Paul Goble
Staunton, Aug. 19 – The Christian Turkic Gagauz autonomy in southeastern Moldova is increasingly at odds with the Moldovan government not only as a leader of economic protests but also because of what many in Chisinau view as the autonomy’s role as a cat’s paw for Russia in its drive to stop Moldova’s moves to integrate with the West.
Not only have economic protests in the autonomy increased over the last several months, but a new socio-political movement Gagauz Halk Birlii (“the Peoples’ Union of Gagauzia”) has been formed to pressure Chisinau and to highlight Gagauz support for closer ties with Russia (rubaltic.ru/article/politika-i-obshchestvo/20220819-za-sotrudnichestvo-s-rossiey-gagauziya-stanovitsya-tsentrom-protestnogo-dvizheniya-v-moldove/ and kommersant.ru/doc/5515492).
Experts both in Moldova and the Russian Federation are divided as to whether there are outside forces – that is Russian – involved and whether the economic protests in Gagauzia will grow into political demands for secession. But the temperature is rising not only because of the presence of Russian troops nearby in Ukraine but the action of Chisinau toward the autonomy.

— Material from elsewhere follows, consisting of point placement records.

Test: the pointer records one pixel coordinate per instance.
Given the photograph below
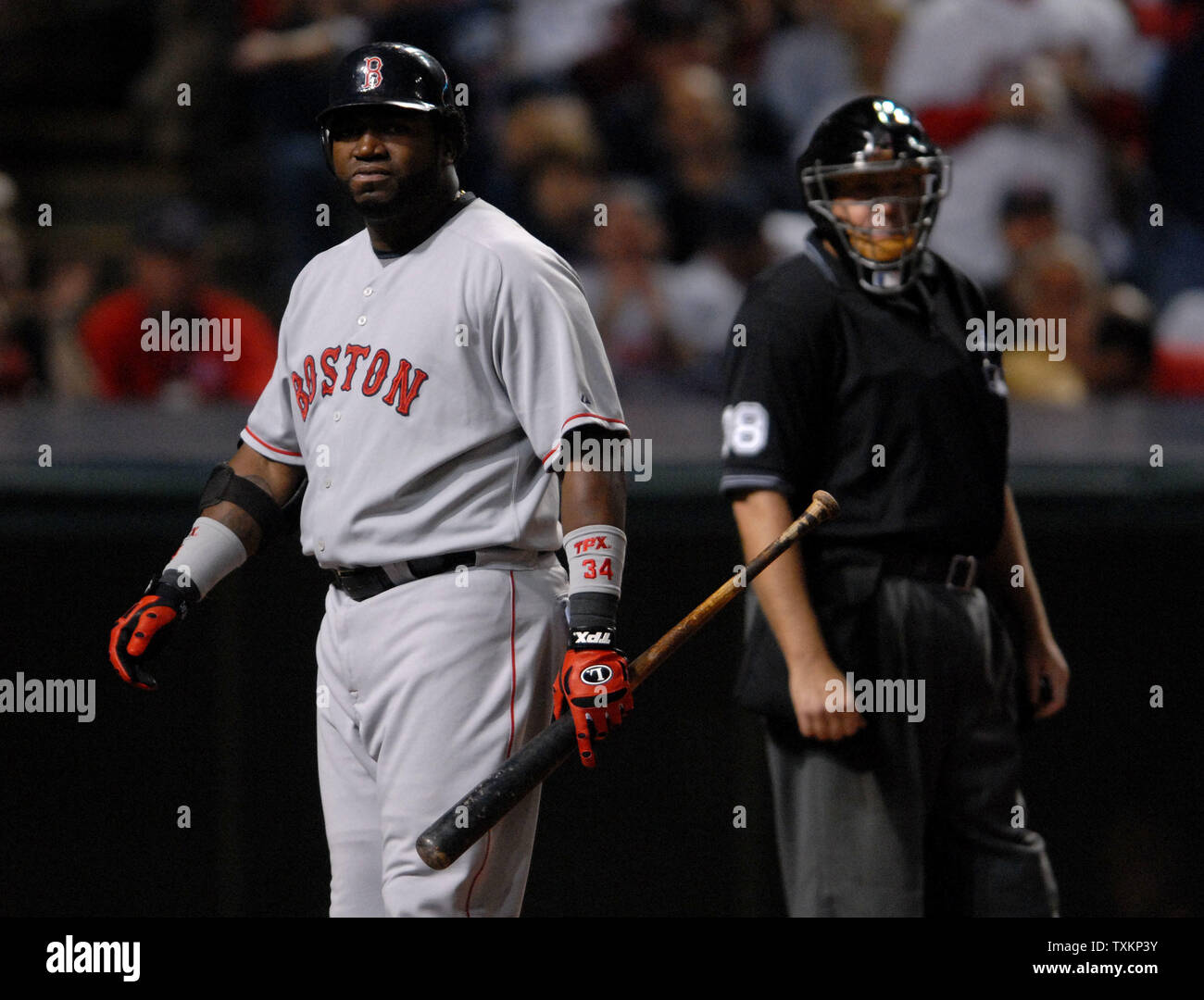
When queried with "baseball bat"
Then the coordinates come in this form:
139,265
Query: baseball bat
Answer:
484,806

On the one hand, the Moldovan government has routinely used its courts to declare various actions by the Gagauz assembly illegal; and on the other, Chisinau has set special forces into the autonomy, nominally for training purposes, that many Gagauz see as acts of political intimidation.
Clearly, the Gagauz pot continues to boil; and there is an ever greater risk that it will boil over if the Moldovan economy continues to deteriorate, Chisinau expands its ties with the West, and Moscow concludes that its best weapon against that policy is to play the Gagauz card once again.